You can think of the User ID as the top-level directory for the data. Collections effectively get prefixed with the User ID to organise them accordingly and enforce user plans. Despite its name, you can use the User ID to organise collections for different applications and projects as well. It’s flexible enough to be used with any unique identifiers.

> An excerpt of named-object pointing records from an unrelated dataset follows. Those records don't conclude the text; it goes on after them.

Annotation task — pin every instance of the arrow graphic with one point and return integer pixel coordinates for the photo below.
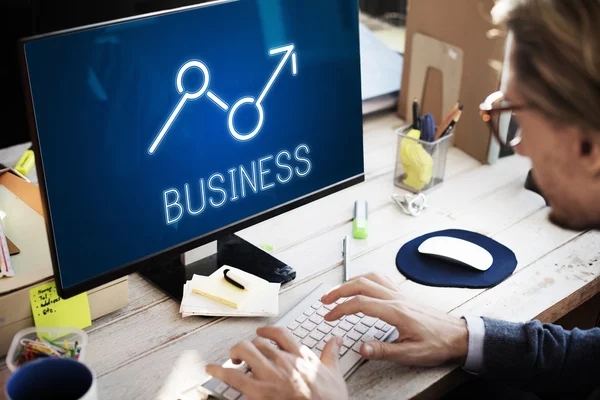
(288, 52)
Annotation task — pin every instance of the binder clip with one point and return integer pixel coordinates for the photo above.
(411, 204)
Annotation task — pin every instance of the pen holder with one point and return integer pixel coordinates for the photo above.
(420, 165)
(33, 343)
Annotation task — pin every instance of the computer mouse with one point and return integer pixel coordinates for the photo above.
(459, 251)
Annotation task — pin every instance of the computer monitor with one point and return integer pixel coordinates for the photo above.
(164, 132)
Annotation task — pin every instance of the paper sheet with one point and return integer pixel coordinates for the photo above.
(381, 67)
(264, 301)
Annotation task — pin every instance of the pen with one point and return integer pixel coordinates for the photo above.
(416, 117)
(345, 253)
(447, 120)
(452, 124)
(235, 279)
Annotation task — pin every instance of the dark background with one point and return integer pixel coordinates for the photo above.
(22, 18)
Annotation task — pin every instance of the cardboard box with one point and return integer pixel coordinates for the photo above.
(464, 24)
(26, 227)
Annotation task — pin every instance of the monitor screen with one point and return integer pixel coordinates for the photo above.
(155, 133)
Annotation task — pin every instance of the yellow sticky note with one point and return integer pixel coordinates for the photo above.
(50, 310)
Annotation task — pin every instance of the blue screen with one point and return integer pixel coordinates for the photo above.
(156, 131)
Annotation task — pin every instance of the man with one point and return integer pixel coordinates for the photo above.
(554, 92)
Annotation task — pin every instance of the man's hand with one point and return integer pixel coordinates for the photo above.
(427, 337)
(292, 372)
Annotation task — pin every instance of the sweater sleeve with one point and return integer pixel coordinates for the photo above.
(542, 358)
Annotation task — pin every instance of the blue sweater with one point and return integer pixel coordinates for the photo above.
(544, 359)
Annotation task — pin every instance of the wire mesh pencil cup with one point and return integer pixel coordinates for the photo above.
(420, 165)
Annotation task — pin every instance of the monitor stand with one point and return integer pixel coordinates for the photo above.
(230, 250)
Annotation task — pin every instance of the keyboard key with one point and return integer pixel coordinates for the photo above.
(301, 318)
(309, 342)
(361, 328)
(345, 326)
(338, 332)
(323, 327)
(348, 342)
(318, 335)
(231, 394)
(309, 326)
(301, 332)
(349, 360)
(221, 387)
(354, 335)
(370, 335)
(369, 321)
(343, 350)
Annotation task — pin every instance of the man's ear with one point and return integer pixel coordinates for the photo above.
(590, 153)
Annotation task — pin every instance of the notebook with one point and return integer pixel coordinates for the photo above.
(208, 296)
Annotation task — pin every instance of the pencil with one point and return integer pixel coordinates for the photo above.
(452, 124)
(416, 114)
(446, 121)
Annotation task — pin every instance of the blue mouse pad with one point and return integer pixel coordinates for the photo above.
(431, 271)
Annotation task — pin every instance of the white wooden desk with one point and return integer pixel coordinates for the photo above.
(148, 351)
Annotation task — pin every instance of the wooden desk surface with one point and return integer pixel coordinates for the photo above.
(148, 351)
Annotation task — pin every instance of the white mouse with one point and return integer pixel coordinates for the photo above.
(459, 251)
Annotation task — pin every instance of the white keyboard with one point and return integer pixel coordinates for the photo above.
(305, 322)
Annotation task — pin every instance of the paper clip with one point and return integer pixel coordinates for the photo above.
(411, 204)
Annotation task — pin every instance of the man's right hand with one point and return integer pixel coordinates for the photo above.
(427, 337)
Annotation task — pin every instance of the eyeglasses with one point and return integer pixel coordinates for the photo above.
(497, 112)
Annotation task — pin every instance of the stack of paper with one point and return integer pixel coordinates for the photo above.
(261, 300)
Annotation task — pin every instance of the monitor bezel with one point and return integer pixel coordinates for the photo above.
(165, 255)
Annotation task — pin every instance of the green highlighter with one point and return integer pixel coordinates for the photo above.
(361, 222)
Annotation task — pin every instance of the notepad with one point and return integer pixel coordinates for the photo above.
(49, 309)
(262, 300)
(216, 287)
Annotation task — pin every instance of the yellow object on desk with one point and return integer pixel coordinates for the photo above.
(26, 162)
(216, 287)
(49, 309)
(416, 161)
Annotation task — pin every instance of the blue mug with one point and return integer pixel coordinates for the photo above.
(52, 378)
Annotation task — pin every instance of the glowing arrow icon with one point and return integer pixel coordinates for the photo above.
(288, 53)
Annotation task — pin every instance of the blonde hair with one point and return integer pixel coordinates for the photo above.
(556, 57)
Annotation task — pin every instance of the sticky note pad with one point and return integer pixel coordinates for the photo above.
(220, 290)
(215, 287)
(50, 310)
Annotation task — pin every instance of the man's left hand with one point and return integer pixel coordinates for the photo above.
(290, 372)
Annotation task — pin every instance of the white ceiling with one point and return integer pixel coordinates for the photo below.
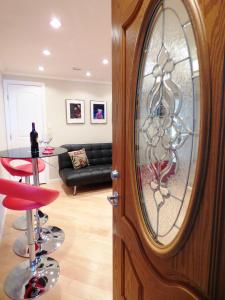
(83, 40)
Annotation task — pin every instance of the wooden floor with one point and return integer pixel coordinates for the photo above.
(85, 258)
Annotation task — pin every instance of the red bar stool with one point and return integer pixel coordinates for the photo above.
(25, 171)
(35, 277)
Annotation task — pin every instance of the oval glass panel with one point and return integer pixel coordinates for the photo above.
(167, 121)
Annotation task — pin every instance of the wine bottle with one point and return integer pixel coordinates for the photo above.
(34, 140)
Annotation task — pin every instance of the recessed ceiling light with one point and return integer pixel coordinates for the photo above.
(55, 23)
(41, 68)
(105, 61)
(76, 69)
(46, 52)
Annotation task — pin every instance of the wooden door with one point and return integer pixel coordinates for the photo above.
(168, 146)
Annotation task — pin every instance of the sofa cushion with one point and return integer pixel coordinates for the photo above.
(88, 175)
(79, 158)
(98, 154)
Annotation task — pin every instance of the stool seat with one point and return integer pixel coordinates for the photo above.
(22, 170)
(19, 204)
(14, 190)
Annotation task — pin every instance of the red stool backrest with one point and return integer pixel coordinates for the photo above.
(29, 192)
(21, 170)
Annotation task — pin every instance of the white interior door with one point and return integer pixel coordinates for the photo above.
(24, 104)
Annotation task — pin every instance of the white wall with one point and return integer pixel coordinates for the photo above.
(56, 91)
(2, 146)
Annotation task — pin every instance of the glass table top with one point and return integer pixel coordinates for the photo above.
(26, 153)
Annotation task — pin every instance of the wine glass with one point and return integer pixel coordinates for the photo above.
(46, 140)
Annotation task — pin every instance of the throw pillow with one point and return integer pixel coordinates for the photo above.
(79, 158)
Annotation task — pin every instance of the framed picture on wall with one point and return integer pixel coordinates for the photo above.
(74, 111)
(98, 112)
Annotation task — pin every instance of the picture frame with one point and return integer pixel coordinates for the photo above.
(75, 111)
(98, 112)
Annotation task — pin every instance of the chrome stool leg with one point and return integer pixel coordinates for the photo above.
(47, 240)
(32, 278)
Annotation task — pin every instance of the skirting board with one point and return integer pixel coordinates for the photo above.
(2, 218)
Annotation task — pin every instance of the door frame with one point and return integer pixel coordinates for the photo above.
(6, 83)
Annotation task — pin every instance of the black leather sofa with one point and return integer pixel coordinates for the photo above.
(98, 170)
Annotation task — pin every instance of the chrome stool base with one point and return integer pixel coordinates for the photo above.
(52, 238)
(21, 222)
(23, 283)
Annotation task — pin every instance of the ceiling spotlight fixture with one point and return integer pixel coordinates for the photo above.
(76, 69)
(41, 68)
(46, 52)
(55, 23)
(105, 61)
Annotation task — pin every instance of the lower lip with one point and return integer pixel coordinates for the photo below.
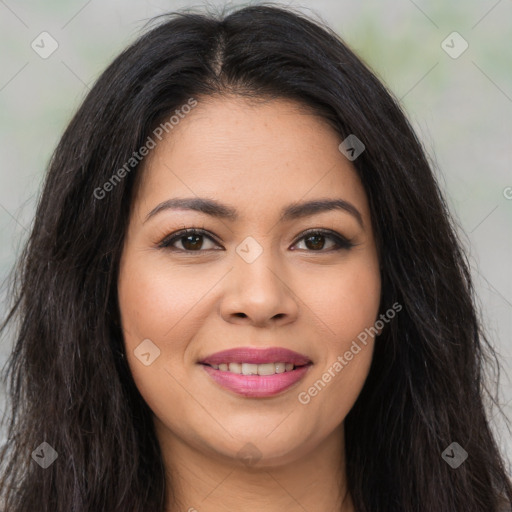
(256, 386)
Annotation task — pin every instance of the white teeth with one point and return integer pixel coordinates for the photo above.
(235, 367)
(254, 369)
(249, 369)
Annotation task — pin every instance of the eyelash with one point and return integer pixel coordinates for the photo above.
(341, 241)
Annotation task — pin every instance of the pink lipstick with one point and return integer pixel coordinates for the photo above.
(256, 373)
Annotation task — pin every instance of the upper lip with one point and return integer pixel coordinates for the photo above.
(257, 356)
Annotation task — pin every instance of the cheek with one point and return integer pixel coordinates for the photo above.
(346, 301)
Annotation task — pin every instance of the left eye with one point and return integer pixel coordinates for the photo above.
(191, 240)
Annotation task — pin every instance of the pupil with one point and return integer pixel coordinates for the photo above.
(317, 245)
(187, 240)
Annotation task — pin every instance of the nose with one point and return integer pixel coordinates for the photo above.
(259, 293)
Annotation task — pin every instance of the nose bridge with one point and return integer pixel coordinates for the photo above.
(258, 288)
(257, 267)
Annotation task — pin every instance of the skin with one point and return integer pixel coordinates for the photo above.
(298, 294)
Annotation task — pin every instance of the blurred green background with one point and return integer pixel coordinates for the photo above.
(461, 108)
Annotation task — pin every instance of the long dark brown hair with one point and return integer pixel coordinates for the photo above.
(68, 382)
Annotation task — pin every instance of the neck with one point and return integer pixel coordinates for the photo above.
(202, 482)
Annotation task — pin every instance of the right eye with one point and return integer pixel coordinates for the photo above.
(189, 238)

For example, if you have two applications running on the same SemaDB instance, you can set the User ID to the application name and then create user plans to enforce limits such as maximum points per collection, maximum number of collections etc.

User Plan #

The other required header for each request is the X-User-Plan header which is used to enforce limits on the user / application. A sample from the configuration section is shown below:

  userPlans:
    BASIC:
      name: Basic Plan
      maxCollections: 1
      maxCollectionPointCount: 1000000 # 1M
      # This is after the point is encoded and includes any vector fields.
      maxPointSize: 1024 # 1KiB
      shardBackupFrequency: 3600 # 1 hour
      shardBackupCount: 2

User Plans are mainly used for rate limiting and to enforce quotas. They act as safeguards in place before someone or your application accidentally or intentionally abuses the service, e.g. by creating too many collections.

Multiple Users vs Multiple Collections #

A common mistake is to pass application level User IDs as the User ID to SemaDB. This is not recommended because your application users are not using SemaDB, your application is. For example, if you have a chat application that stores user content like documents to vector search later, you should use the application name as the SemaDB User ID and then create collections for each user. There is no problem creating collections with user names and they act search boundaries so your application users won’t be accessing cross-collection data. Any collection management will be invisible to your users. This way you can enforce limits on the application level and not on the user level.

On the other hand, if you have multiple applications or direct users interacting with SemaDB, you should use the User ID as the application name and then create collections for each user. When setup like this, you can adjust user plans for each application and user.

Here is an illustration of the two scenarios:

---
title: Single Tenant Multiple App User
---
graph LR
    subgraph AppUsers[App Users]
    UserA
    UserB
    end
    subgraph SemaDB[SemaDB User ID]
    MyApp
    end
    MyApp -- creates --> ColA[User A Collection]
    MyApp --> ColB[User B Collection]
    UserA --> ColA
    UserB -- interacts with --> ColB

alternatively:

---
title: Multiple SemaDB Users
---
graph LR
    subgraph SemaDB[SemaDB User IDs]
    AppA
    AppB
    UserA
    end
    AppA -- has and manages --> ColA[AppA Collections]
    AppB -- has and manages --> ColB[AppB Collections]
    UserA -- has and manages --> Coll[UserA Collections]

If you are unsure about which way to go, we recommend starting with the application name as the User ID and then creating collections as usual.